European Clinical Research Infrastructure Network (ECRIN), Boulevard Saint Jacques 30, 75014, Paris, France.
Foundation Lygature, Jaarbeursplein 6, 3521 AL, Utrecht, The Netherlands.
Brief Bioinform. 2024 May 23;25(4). doi: 10.1093/bib/bbae262.

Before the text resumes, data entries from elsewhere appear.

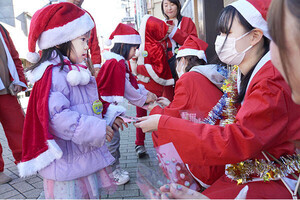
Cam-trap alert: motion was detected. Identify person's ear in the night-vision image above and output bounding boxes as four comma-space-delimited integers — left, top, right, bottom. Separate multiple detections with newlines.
250, 28, 264, 46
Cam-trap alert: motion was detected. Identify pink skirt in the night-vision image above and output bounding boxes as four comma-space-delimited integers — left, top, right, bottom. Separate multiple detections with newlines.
44, 169, 117, 199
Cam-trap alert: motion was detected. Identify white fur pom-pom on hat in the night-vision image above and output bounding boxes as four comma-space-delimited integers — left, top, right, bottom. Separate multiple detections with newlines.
79, 69, 91, 85
135, 49, 140, 57
26, 52, 40, 63
104, 39, 112, 46
67, 70, 81, 86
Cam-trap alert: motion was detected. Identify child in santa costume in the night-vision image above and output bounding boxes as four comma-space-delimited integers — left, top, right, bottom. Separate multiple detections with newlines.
18, 3, 125, 199
137, 0, 300, 199
96, 23, 156, 185
148, 36, 225, 188
135, 15, 174, 159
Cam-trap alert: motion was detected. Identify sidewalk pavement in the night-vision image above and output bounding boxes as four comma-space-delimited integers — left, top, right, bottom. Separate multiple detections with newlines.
0, 99, 157, 199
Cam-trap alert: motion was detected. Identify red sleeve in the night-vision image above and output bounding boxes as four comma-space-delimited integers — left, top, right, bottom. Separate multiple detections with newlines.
136, 65, 151, 77
87, 12, 101, 65
172, 17, 198, 45
156, 80, 299, 165
1, 28, 27, 87
150, 74, 190, 118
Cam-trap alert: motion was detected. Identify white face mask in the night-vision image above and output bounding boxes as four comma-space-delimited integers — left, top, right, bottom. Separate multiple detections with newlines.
176, 60, 186, 78
215, 31, 252, 65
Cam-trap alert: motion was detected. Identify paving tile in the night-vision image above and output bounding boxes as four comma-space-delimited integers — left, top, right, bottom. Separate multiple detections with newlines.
12, 181, 34, 193
22, 189, 43, 199
26, 176, 42, 184
0, 183, 14, 194
0, 102, 156, 199
1, 190, 20, 199
31, 181, 44, 189
8, 194, 25, 199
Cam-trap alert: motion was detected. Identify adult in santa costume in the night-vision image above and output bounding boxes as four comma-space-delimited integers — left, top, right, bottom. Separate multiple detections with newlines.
137, 0, 300, 199
18, 2, 125, 199
0, 24, 27, 184
161, 0, 198, 80
67, 0, 101, 76
150, 36, 225, 188
97, 23, 156, 185
135, 15, 174, 159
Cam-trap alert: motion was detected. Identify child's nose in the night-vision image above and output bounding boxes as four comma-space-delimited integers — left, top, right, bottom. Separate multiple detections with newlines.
84, 43, 89, 50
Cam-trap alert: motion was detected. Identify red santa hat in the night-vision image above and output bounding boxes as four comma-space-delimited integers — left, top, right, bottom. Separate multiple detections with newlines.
27, 2, 95, 63
176, 35, 208, 62
230, 0, 272, 39
105, 23, 141, 46
137, 15, 174, 86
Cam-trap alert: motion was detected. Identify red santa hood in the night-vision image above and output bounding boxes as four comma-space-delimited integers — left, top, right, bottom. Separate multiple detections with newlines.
18, 65, 62, 177
137, 15, 174, 86
96, 51, 139, 103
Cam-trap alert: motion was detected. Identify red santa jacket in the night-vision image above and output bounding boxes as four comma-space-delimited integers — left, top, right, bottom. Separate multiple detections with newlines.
85, 10, 101, 67
172, 17, 198, 45
150, 72, 225, 188
0, 26, 27, 90
137, 16, 174, 86
157, 57, 300, 199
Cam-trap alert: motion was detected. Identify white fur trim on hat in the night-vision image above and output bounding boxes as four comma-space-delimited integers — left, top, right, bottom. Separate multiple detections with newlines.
17, 140, 63, 178
137, 15, 151, 65
230, 0, 271, 39
137, 74, 150, 83
176, 49, 207, 62
113, 35, 141, 44
38, 13, 95, 50
101, 96, 124, 103
26, 52, 40, 63
104, 39, 112, 46
145, 64, 174, 86
102, 51, 125, 62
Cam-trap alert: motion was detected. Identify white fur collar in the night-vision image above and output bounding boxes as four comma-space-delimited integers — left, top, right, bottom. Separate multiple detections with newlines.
25, 57, 59, 84
102, 51, 125, 62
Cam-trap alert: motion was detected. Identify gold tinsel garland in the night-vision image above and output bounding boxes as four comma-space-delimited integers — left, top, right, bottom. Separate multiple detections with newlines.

Biomedical data are generated and collected from various sources, including medical imaging, laboratory tests and genome sequencing. Sharing these data for research can help address unmet health needs, contribute to scientific breakthroughs, accelerate the development of more effective treatments and inform public health policy. Due to the potential sensitivity of such data, however, privacy concerns have led to policies that restrict data sharing. In addition, sharing sensitive data requires a secure and robust infrastructure with appropriate storage solutions. Here, we examine and compare the centralized and federated data sharing models through the prism of five large-scale and real-world use cases of strategic significance within the European data sharing landscape: the French Health Data Hub, the BBMRI-ERIC Colorectal Cancer Cohort, the federated European Genome-phenome Archive, the Observational Medical Outcomes Partnership/OHDSI network and the EBRAINS Medical Informatics Platform. Our analysis indicates that centralized models facilitate data linkage, harmonization and interoperability, while federated models facilitate scaling up and legal compliance, as the data typically reside on the data generator's premises, allowing for better control of how data are shared. This comparative study thus offers guidance on the selection of the most appropriate sharing strategy for sensitive datasets and provides key insights for informed decision-making in data sharing efforts.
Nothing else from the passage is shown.